AI Insurance: Coverage Retreat & Rising Risks

by Mark Thompson

Insurers Brace for AI Risks, Seek to Limit Coverage for Emerging Claims

The insurance industry is rapidly moving to exclude artificial intelligence risks from corporate policies as businesses grapple with the potential for multibillion-dollar claims stemming from the rapidly evolving technology. Major players like AIG, Great American, and WR Berkley have recently petitioned US regulators for permission to offer policies that specifically exclude liabilities associated with companies deploying AI tools, including chatbots and automated agents.

The reluctance of insurers to provide comprehensive coverage comes as organizations across sectors rush to integrate cutting-edge AI, a trend already resulting in costly and embarrassing errors. These errors often involve AI models “hallucinating” – generating false or misleading information – and creating significant financial repercussions.

A Broad Exclusionary Approach

One proposed exclusion, submitted by WR Berkley, aims to bar claims arising from “any actual or alleged use” of AI, extending to any product or service incorporating the technology. In a filing responding to inquiries from the Illinois insurance regulator, AIG acknowledged that generative AI is a “wide-ranging technology” and the likelihood of future claims will “likely increase over time.” While AIG has filed for these exclusions, a company spokesperson told the Financial Times that they “have no plans to implement them at this time,” viewing approval as a means of retaining future flexibility. Both WR Berkley and Great American declined to provide comment.

The “Black Box” Problem

Insurers are increasingly wary of the unpredictable and opaque nature of AI outputs. “It’s too much of a black box,” explained a leading expert in cyber insurance at Mosaic. Even Mosaic, which offers coverage for some AI-enhanced software, has declined to underwrite risks associated with large language models like ChatGPT. “Nobody knows who’s liable if things go wrong,” stated Rajiv Dattani, co-founder of the Artificial Intelligence Underwriting Company, an AI insurance and auditing start-up.

Mounting Real-World Incidents

This shift in coverage comes amid a growing number of high-profile incidents linked to AI failures. Wolf River Electric, a solar company, is currently suing Google for defamation, seeking at least $110 million in damages after Google’s AI Overview feature falsely claimed the company was subject to legal action by Minnesota’s attorney-general.

Other cases include a tribunal ordering Air Canada to honor a discount falsely offered by its customer service chatbot, and a UK engineering firm, Arup, losing HK$200 million (US$25 million) after fraudsters used a digitally cloned executive to authorize fraudulent financial transfers during a video conference.

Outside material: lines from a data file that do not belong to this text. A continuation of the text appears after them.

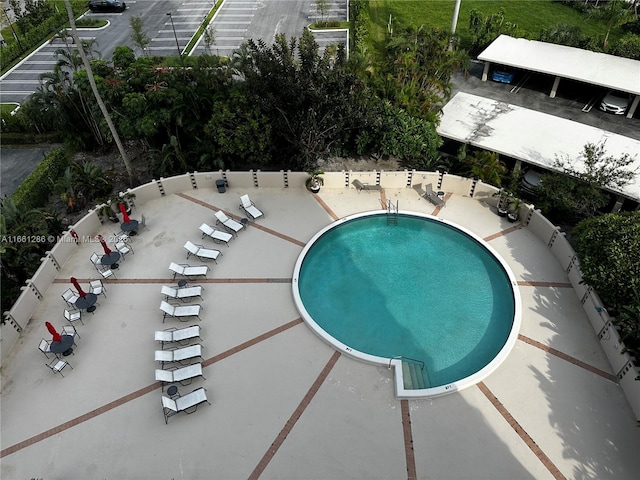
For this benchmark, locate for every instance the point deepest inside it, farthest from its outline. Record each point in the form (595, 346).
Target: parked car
(615, 104)
(502, 76)
(107, 5)
(531, 180)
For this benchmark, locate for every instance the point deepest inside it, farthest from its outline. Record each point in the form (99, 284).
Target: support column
(554, 89)
(485, 72)
(634, 105)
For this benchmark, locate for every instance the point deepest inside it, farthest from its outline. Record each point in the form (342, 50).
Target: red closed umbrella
(104, 245)
(125, 217)
(52, 331)
(78, 288)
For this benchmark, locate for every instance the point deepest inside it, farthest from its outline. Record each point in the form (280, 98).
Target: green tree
(484, 29)
(614, 13)
(608, 248)
(628, 46)
(577, 192)
(416, 74)
(322, 8)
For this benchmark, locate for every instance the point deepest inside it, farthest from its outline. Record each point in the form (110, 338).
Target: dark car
(531, 181)
(107, 5)
(502, 76)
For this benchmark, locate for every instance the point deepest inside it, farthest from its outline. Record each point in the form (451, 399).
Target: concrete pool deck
(283, 403)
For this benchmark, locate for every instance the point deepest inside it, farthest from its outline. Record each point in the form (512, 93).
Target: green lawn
(531, 16)
(7, 108)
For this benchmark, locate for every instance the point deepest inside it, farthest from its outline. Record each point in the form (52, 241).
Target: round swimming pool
(410, 287)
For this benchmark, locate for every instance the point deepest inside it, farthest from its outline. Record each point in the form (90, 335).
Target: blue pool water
(420, 288)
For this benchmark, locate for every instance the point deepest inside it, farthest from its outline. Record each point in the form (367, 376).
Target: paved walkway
(284, 403)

Systemic Risk and Aggregated Losses

The potential for widespread, correlated losses is a major concern for insurers. According to a senior official at Aon, the industry can absorb a $400 million to $500 million loss from a single company deploying flawed agentic AI that delivers incorrect pricing or medical diagnoses. However, “What they can’t afford is if an AI provider makes a mistake that ends up as a 1,000 or 10,000 losses — a systemic, correlated, aggregated risk.”

AI hallucinations typically fall outside the scope of standard cyber insurance, which focuses on security and privacy breaches. While “errors and omissions” policies may offer some coverage, insurers are introducing carve-outs to limit their exposure.

Navigating Legal Uncertainty and Policy Amendments

Insurers are attempting to clarify legal ambiguities through policy “endorsements” – amendments to existing policies. However, brokers caution that these endorsements often result in reduced coverage. For example, an endorsement by QBE, mirroring actions by other insurers, extended coverage for fines under the EU’s AI Act, but capped payouts at just 2.5% of the total policy limit. QBE stated they were “addressing the potential gap [in AI-related risk] that may not be covered by other insurance policies.”

Zurich-based Chubb has agreed to cover some AI risks in negotiations, but has explicitly excluded “widespread” incidents impacting multiple clients. Chubb declined to comment. Other insurers are introducing add-ons for narrowly defined AI risks, such as chatbot malfunctions.

The Inevitable Legal Battles

Insurance brokers and legal experts anticipate a surge in court battles as AI-driven losses increase. “It will probably take a big systemic event for insurers to say, hang on, we never meant to cover this type of event,” predicted Aaron Le Marquer, head of insurance disputes at law firm Stewarts. The evolving landscape of AI risk suggests a period of significant uncertainty and legal challenges lies ahead for both insurers and businesses alike.